I am needing help making sense out of the 8 questions and answers from the Pontifical Biblical Commission about the translation of the first three chapters from Genesis published June 30, 1909. Below are the eight questions they answered and I’d really appreciate someone translating them into lay man’s terms so I can make sure I’m understanding them properly. I think I’m getting the gist of most of them but I would appreciate a little help.
Question I: Whether the various exegetical systems which have been proposed to exclude the literal historical sense of the three first chapters of the Book of Genesis, and have been defended by the pretense of science, are sustained by a solid foundation? – Reply: In the negative
Question II: Whether, when the nature and historical form of the Book of Genesis does not oppose, because of the peculiar connections of the three first chapters with each other and with the following chapters, because of the manifold testimony of the Old and New Testaments; because of the almost unanimous opinion of the Holy Fathers, and because of the traditional sense which, transmitted from the Israelite people, the Church always held, it can be taught that the three aforesaid chapters of Genesis do not contain the stories of events which really happened, that is, which correspond with objective reality and historical truth; but are either accounts celebrated in fable drawn from the mythologies and cosmogonies of ancient peoples and adapted by a holy writer to monotheistic doctrine, after expurgating any error of polytheism; or allegories and symbols, devoid of a basis of objective reality, set forth under the guise of history to inculcate religious and philosophical truths; or, finally, legends, historical in part and fictitious in part, composed freely for the instruction and edification of souls? – Reply: In the negative to both parts.
Question III: Whether in particular the literal and historical sense can be called into question, where it is a matter of facts related in the same chapters, which pertain to the foundation of the Christian religion; for example, among others, the creation of all things wrought by God in the beginning of time; the special creation of man; the formation of the first woman from the first man; the oneness of the human race; the original happiness of our first parents in the state of justice, integrity, and immortality; the command given to man by God to prove his obedience; the transgression of the divine command through the devil’s persuasion under the guise of a serpent; the casting of our first parents out of that first state of innocence; and also the promise of a future restorer? – Reply: In the negative.

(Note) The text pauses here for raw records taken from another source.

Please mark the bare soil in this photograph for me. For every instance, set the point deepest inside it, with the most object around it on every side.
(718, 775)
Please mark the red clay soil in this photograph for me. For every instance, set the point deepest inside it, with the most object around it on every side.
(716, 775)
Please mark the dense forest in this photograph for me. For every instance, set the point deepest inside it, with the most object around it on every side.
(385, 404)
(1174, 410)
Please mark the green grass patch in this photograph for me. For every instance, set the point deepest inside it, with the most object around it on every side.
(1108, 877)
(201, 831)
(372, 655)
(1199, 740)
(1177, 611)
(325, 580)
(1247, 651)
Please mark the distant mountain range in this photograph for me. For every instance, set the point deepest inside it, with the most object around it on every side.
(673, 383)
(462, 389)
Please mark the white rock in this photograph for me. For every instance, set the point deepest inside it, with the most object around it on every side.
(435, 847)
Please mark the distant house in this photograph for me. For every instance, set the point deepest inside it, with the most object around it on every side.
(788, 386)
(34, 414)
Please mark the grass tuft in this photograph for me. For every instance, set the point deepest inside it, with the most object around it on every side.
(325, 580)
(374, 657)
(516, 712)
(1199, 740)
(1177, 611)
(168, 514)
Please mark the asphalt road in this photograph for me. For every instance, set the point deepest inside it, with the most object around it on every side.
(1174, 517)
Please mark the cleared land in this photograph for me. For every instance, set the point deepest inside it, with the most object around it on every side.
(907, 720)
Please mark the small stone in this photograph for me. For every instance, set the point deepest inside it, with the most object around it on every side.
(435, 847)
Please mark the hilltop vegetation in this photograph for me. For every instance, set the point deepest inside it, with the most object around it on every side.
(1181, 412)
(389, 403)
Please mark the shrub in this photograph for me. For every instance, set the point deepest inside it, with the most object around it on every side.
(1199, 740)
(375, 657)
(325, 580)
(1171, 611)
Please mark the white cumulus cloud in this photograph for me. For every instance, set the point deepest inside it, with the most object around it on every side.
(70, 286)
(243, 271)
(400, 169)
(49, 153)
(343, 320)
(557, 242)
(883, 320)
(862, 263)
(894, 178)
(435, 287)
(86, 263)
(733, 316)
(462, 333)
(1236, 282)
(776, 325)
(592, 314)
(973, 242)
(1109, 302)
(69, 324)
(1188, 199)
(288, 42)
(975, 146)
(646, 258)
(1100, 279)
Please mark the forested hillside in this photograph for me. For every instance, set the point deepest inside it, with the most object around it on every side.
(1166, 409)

Question IV: Whether in interpreting those passages of these chapters, which the Fathers and Doctors have understood differently, but concerning which they have not taught anything certain and definite, it is permitted, while preserving the judgment of the Church and keeping the analogy of faith, to follow and defend that opinion which everyone has wisely approved? – Reply: In the affirmative.
Question V: Whether all and everything, namely, words and phrases which occur in the aforementioned chapters, are always and necessarily to be accepted in a special sense, so that there may be no deviation from this, even when the expressions themselves manifestly appear to have been taken improperly, or metaphorically or anthropomorphically, and either reason prohibits holding the proper sense, or necessity forces its abandonment? – Reply: In the negative.
Question VI: Whether, presupposing the literal and historical sense, the allegorical and prophetical interpretation of some passages of the same chapters, with the example of the Holy Fathers and the Church herself showing the way, can be wisely and profitably applied? – Reply: In the affirmative.
Question VII: Whether, since in writing the first chapter of Genesis it was not the mind of the sacred author to teach in a scientific manner the detailed constitution of visible things and the complete order of creation, but rather to give his people a popular notion, according as the common speech of the times went, accommodated to the understanding and capacity of men, the propriety of scientific language is to be investigated exactly and always in the interpretation of these? – Reply: In the negative.
Question VIII: Whether in that designation and distinction of six days, with which the account of the first chapter of Genesis deals, the word (dies) can be assumed either in its proper sense as a natural day, or in the improper sense of a certain space of time; and whether with regard to such a question there can be free disagreement among exegetes? – Reply: In the affirmative.